All we do when designing software is to manage complexity. And creating proper abstractions is the only way to decrease complexity by hiding irrelevant details.
The ultimate language that the computer "understands" is binary, but this one is too complex, it's hard to write and hard to read. We use languages different than binary for the benefit of human, so we can communicate among ourselves while the computer keeps understanding us. So if you are able to abstract your
if..else to something it's easier to understand, why would you let it there?
Domain Specific Language (DSL)
So far we understand that high level languages were created to have a human-to-human better communication, what if even though we're not understanding ourselves very well, take database managing for instance: a developer can choose hundreds of different ways to query and change data.
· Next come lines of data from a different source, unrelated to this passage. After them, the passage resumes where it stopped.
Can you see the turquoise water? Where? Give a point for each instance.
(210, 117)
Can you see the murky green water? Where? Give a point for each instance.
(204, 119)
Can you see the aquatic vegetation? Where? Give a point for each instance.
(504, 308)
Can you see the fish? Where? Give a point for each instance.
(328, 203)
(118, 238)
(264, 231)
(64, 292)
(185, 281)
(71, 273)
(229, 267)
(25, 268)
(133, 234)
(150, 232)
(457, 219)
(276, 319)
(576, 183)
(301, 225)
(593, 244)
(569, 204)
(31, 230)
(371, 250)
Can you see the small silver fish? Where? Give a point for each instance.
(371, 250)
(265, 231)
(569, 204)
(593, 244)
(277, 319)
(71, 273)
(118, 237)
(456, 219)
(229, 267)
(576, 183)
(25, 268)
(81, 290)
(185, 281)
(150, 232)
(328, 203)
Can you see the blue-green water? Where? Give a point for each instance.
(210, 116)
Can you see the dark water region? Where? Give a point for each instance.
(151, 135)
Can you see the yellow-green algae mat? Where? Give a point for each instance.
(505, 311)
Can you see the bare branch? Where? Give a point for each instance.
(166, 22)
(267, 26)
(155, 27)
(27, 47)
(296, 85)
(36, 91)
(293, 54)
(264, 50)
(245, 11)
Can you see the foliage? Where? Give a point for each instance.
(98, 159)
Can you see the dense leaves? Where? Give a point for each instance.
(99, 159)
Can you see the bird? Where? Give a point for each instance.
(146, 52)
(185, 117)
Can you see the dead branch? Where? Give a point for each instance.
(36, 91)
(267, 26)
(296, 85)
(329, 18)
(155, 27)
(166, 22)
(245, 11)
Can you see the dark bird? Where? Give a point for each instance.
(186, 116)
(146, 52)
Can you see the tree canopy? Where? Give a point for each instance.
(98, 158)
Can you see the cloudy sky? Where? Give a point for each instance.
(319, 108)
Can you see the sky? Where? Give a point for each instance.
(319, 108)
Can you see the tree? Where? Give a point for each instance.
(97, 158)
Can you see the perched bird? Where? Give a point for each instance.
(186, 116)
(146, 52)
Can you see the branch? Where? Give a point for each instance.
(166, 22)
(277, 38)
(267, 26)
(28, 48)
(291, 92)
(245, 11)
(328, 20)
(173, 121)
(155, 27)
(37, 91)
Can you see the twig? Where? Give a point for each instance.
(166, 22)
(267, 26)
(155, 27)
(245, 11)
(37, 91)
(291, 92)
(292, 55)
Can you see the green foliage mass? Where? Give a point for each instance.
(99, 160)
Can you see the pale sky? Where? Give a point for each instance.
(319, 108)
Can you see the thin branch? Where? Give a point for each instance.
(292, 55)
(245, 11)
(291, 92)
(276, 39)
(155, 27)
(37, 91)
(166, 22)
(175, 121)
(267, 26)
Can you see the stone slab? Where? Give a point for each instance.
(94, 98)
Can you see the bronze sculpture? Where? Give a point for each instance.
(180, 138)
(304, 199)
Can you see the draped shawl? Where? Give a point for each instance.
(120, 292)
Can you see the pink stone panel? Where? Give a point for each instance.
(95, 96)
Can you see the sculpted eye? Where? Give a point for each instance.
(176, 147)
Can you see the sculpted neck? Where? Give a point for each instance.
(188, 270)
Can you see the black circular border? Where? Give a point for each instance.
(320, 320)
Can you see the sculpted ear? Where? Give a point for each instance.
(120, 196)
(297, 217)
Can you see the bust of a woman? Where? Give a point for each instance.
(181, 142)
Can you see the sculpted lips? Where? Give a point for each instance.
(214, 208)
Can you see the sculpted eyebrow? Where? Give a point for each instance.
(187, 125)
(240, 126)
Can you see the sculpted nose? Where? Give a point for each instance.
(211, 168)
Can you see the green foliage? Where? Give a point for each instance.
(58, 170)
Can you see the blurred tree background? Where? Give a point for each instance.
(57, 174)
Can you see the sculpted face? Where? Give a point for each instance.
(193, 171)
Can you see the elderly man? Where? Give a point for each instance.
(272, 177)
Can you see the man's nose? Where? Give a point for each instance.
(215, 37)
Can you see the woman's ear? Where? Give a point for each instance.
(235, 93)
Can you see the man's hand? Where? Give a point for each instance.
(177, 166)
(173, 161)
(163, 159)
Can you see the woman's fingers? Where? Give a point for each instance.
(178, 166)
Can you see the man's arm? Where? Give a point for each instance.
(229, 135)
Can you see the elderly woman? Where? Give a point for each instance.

One solution for this is SQL, a Domain Specific Language created to manage relational databases, so we have specific syntax and operators for dealing with databases, but do we need a new language? Could we extend our general purpose language to have all the benefits SQL bring us? To answer that I'll give 2 examples: The first one is the LINQ, a C# .Net library that let you to write queries like
users .where(user => user.column1 == "yes" && user.column2.Contains("/string/")) .Count();
And Lisp macros, that allow you to create a library that understands something like *
(sql select count(*) from users where column1 = "Yes" and column2 like "%string%")
The point is that we're capable of creating our own DSLs in our general purpose language and, in fact, we do it all the time; every time you create a new function or a new variable you are extending the language by adding verbs and nouns to it.
Every system is built from a DSL designed by the programmers to describe that system. The art of programming is, and has always been, the art of language design. [Clean Code: Functions, Robert Martin]
If we are creating our own DSLs, what is left for general purpose languages? Well they need to help us in this job, they need to provide us tools to build abstractions and we create them to restrict the generality of the language. Some of the most used languages nowadays have several restrictions built-in, this is like asking a professional race-car driver to go slow, we're not children that can not handle the responsibility that comes with the power of general purpose languages, we can build our own restrictions when needed.
We already have all the power we need since a long time ago, we need to stop to expect languages and frameworks to save us and make things easier, we need to take the responsibility, extending the language, creating libraries and frameworks to handle the specific problems of our domain.
- Wikipedia: Langage
- Wikipedia: Formal language
- Wikipedia: Syntaxe
- ANSI Common Lisp, Paul Graham
- Clean Code, Robert Martin
- Clean Architecture, Robert Martin
- Concepts of programming languages / Robert W. Sebesta.—10th ed.